Weight wise, my loss has slowed down quite a bit. I haven't gone up, though I haven't gone down. My weight is stabilizing, though stabilizing at 40 pounds overweight. I started off doing the think and shrink program at 197 pounds and now I'm down to 160 pounds. That's about 37 pounds without trying.  I am a hair under 5 feet tall, so 120 pounds is not a low weight for me to aim for. In fact, it's fine. I think that the last 40 pounds might need a little extra muscle. A little push. Maybe some good old fashioned calorie counting. Though I'm nervous that I'll get into eating disorder mentality if I do that. Maybe just continue the mindful eating but work out a little more. I'm not sure how to go about it. One thing I know is that in the past, dieting hasn't worked. I lost almost 40 pounds without dieting. Maybe I just need to be more patient now. 

Thursday, January 22, 2009

Hey George Bush, C-Ya, Wouldn't wanna B-Ya!

I must admit. I am a staunch liberal. I was a kid during the Clinton years. So the idea of having a democratic president seems really novel to me. I'm lucky. I'm not one of those liberals who has to fight with their parents. My folks went to Woodstock and brought us up on a steady diet of blue mule and first amendment sandwiches. (No wonder I was so overweight). Anyway, this Barack Obama thing has really made me happy. On a very simple note, I student teach in an inner city school where most of my students are very poor, very underprivileged, African American students.

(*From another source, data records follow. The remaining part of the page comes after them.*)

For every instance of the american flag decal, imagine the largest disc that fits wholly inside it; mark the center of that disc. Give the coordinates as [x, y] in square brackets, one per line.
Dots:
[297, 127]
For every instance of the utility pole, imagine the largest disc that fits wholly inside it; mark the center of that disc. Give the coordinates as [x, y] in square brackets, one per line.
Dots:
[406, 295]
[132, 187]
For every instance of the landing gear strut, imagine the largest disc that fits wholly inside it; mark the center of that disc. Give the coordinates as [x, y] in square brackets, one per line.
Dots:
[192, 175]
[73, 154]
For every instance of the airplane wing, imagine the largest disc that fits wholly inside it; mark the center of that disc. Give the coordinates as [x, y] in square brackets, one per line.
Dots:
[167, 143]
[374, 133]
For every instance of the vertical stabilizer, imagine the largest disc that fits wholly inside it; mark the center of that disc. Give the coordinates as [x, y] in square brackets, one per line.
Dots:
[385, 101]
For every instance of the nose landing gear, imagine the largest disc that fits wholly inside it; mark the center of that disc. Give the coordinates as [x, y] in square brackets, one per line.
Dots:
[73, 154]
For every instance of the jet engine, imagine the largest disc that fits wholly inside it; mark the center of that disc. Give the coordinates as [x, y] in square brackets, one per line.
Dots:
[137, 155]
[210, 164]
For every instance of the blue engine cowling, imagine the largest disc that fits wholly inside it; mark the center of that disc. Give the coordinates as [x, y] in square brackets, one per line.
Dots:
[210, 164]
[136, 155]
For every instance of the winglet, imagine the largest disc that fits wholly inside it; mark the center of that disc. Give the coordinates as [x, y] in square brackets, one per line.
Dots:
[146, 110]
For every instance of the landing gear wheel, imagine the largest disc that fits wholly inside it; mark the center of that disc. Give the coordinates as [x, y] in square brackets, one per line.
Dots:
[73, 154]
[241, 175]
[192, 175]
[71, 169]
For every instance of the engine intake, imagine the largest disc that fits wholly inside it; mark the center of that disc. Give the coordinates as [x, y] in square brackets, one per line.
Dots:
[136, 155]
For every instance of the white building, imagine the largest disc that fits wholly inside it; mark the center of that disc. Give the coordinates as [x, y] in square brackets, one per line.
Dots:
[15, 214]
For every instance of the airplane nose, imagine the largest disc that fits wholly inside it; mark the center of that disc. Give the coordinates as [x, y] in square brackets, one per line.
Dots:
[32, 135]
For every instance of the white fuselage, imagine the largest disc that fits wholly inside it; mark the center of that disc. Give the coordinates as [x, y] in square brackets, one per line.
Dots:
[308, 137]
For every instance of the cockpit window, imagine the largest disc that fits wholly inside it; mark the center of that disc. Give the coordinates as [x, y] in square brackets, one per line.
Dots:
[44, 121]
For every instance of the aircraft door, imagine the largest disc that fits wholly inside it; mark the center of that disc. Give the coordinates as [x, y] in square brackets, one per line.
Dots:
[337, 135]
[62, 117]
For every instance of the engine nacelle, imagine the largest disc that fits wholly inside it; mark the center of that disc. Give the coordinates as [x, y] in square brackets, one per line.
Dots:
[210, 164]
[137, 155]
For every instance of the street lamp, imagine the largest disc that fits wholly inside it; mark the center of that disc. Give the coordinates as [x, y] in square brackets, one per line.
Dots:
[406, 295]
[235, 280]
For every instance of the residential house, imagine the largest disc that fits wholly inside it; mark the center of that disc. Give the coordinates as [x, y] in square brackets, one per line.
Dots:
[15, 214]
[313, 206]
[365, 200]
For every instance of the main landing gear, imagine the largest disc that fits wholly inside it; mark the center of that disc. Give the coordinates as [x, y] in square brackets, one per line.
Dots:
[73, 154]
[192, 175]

Having Barack Obama as the President (it now deserves a capital letter) gives new hope, new direction for people who previously believed that if they weren't born into privilege, they would be doomed to end up in the same position as their parents (don't we all feel like that). But now there's hope for those kids. He's no George Bush, he's no Kennedy. He didn't land this position because he's "American Royalty." And that's a beautiful thing. It reaffirms my faith in this country (which I never really had). Anyway, I think that it's a new start for out country and also for minority groups who were previously pigeonholed. I think that the Roger Bannister paradox will kick in here. I feel hopeful.
Besides the fact that he's smart and charismatic and compassionate and helpful to the country, I also think he's pretty dreamy.

Tuesday, January 6, 2009

kiss kiss

I love 2009. I'll admit it. Even though it's only 6 days into the new year, I'm still basking in the afterglow of a week long love fest. Not a summer fling but a holiday fling. On Christmas eve, after a carefully high proteined, low carbed meal with my mom and sister's family, I came back to my house to a tawdry night full of egg nog and my roommate's visiting brother. Jonathan. He and my roommate and her man had been sitting in front of the fireplace drinking eggnog and playing guitar hero and getting extremely silly. One thing led to another and, well... I had a Christmas miracle (I got laid!) and a New Years eve kiss. It was so nice. We basically spent the whole time he was here together. Snuggled up, kissing, building snowmen, shopping, throwing snowballs. I feel like I'm in love. He's in medica school in New York. I hope I see him again... sigh... anyway. I guess I'll see how it goes.

Monday, December 22, 2008

A Different Kind of Darwininan Paradox

I was reading Jeanette Fulda's post today about how she wishes she could get a secondary stomach that would take care of all the junk food that she wishes she didn't eat. Anyway, I was thinking about food obsession and how pathologized it is. Pasta Queen goes on to say, "I realized I have a serious problem with food."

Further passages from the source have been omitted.